Yume savait à quoi Anthéa faisait allusion. Les femmes dans l’Élite, notamment dans les branches des Épéistes, se faisaient rares. Très peu d'entre elles étaient parvenues à se faire un nom dans cette branche, peut-être même qu'aucune n'était jamais mentionnée dans l'Histoire d'Onyrik.

En réalité, Anthéa était même la seule femme qu'il connaissait à être parvenue aussi loin : de ce qu'il savait d'elle, l’Épéiste était entrée très jeune dans l’Élite, peut-être même avait-elle tout au plus un ou deux ans de plus que l'âge actuel de Khomas lors de son adhésion. Malgré les nombreuses remarques qu'elle avait essuyé pendant de très nombreuses années, jamais la jeune femme n'avait montré un seul signe de faible ou de baisse de confiance en soi. Et aujourd'hui, ses efforts payaient enfin : Anthéa était désormais une Épéiste, elle dirigeait tout en contingent d'hommes, et elle était respectée. On racontait que la seule mention de son nom suffisait à calmer les enfants.
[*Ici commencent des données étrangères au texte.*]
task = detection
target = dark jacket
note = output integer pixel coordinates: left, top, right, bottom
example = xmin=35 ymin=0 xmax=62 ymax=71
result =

Devant celle claire déclaration de guerre, Yume leva à son tour son épée, plus prêt que jamais à en découdre avec cette femme qu'il avait si longtemps rêvé de rencontrer, mais également d'affronter.

Néanmoins, avant qu'il n'ait eu le temps d'effectuer le moindre geste offensif, le jeune homme sentit une petite main se poser délicatement sur son avant-bras. Surpris, l'ancien Épéiste décala brièvement son regard en biais, et il aperçut alors les iris bicolores de sa meilleure amie. Ses deux perles rubis et ambrés dégoulinaient d'inquiétude, et le blondinet sentit alors une immense vague de doute le submerger à son tour. Qu'est-ce qui pouvait bien alarmer à ce point Fileya ?

– Teki est ici, l'informa-t-elle, comme si elle avait entendu sa question silencieuse à travers son seul regard lagon. Et il n'a pas l'air très content.